I’m actually running into same issue with CMake file. I’m on BigSur with xCode 12 installed. Not sure if this has any connection, but probably worth mentioning.
Not sure how this should help. CLion doesn’t support Cmake 3.18 according to warnings I’m getting. Issue comes from Projucer generating incorrect CMakeLists…
I just started using JUCE and have the same issue. I need to manually edit the CMakeLists.txt everytime and it breaks again once exporting from projucer
If you are just starting using JUCE, and want to use CLion, I would recommend using JUCE’s CMake functionality directly. It’s much more powerful.
We will be moving away from the CLion exporter. If you are currently using it for your projects then please don’t worry about it disappearing under your feet - we will keep the current functionality for a while.
We’ll also have a look at the issue in this thread.
Thanks!
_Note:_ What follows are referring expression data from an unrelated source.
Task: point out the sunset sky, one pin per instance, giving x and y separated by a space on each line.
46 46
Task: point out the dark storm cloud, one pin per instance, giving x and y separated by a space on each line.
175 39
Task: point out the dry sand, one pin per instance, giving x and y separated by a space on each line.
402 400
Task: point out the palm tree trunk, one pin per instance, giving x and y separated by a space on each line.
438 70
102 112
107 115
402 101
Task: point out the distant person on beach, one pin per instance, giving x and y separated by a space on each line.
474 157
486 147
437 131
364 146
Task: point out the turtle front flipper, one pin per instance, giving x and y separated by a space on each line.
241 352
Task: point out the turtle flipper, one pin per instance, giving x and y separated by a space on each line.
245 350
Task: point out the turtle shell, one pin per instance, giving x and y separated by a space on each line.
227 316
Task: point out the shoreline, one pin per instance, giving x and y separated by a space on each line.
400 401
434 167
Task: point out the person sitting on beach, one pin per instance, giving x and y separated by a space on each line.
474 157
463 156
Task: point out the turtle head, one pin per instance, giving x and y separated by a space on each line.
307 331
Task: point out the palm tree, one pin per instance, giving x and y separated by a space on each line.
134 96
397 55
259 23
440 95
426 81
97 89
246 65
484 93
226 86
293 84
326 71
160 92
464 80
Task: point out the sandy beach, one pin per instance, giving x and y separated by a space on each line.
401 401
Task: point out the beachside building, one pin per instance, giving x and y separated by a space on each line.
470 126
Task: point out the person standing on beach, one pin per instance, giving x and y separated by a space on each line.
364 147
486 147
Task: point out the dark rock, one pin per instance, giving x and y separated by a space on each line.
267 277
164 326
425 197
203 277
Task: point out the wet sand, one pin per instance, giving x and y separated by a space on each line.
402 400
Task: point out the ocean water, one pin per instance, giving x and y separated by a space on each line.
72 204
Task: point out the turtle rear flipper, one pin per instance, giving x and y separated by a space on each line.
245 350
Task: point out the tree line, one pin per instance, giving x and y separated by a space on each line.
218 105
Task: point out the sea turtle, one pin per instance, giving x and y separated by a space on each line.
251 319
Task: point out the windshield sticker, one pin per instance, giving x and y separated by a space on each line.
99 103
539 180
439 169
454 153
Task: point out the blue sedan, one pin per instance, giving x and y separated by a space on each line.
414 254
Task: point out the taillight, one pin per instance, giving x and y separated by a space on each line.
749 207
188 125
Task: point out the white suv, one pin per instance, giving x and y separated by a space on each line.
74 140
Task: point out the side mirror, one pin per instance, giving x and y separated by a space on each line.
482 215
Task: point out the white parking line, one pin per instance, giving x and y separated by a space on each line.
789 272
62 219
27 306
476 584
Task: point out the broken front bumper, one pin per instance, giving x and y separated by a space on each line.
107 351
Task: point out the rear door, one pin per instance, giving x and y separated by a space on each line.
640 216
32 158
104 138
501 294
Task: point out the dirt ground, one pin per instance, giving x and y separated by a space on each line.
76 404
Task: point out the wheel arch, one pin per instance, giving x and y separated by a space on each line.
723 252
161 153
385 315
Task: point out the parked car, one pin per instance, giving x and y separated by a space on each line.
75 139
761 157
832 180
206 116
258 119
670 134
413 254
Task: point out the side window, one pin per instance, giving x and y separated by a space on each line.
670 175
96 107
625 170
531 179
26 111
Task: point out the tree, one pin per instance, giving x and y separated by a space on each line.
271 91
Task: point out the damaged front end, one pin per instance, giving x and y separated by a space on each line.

I’ve switched most of my projects to use native CMake, but there are some existing projects/other people’s projects that use the Projucer, and it would be great to be able to use CLion with those.
P.S. I think many people have asked for a projucer->Native Cmake exporter which would make this transition much easier.
I was looking at simply using CMake directly but can’t entirely figure out how to use it. Do I just need a template cmakelists txt file and plop it in my project?
When that’s done, can I debug audiopluginhost from clion the same way I can debug from xcode?
Have you checked out the CMakeLists in examples/CMake? We’ve tried to document those clearly to explain the set-up procedure. There’s also brief getting-started info in JUCE’s main readme, and a detailed API reference in docs/CMake API.md. If there’s anything that could be clearer in any of these docs, please let us know and hopefully we can improve them for everyone.
In addition to what @reuk has said, the answer to second question it yes - you can debug in CLion just like in XCode, attach the debugger to a DAW/AudioPluginHost, etc.
I’ll definitely look over those docs and let you know if anything else can be noted to help with those instructions. I’m going to attempt a clean project and I’ll take notes on anything I find.
You weren’t joking at how easy the CMake api is to use. This is drastically easier for using CLion. Thank you! I was so used to intellij shortcuts that using xcode was painful.
He seems to have two CMakeLists.txt (one in root and one udner the project folder). Is the ability to connect this to a CI pipeline dependent on a specific folder structure?
The folder structure can be quite flexible, although having a top-level folder with inner project folders sounds quite sensible and will keep things tidy as the repo grows.
It looks like the approach in the linked repo is to just run cmake on the top-level folder, and to allow the top-level folder to include the other CMakeLists. If you want to use a single CMakeLists this will work too - just put everything in the top-level CMakeLists instead of splitting it into separate files and calling add_subdirectory.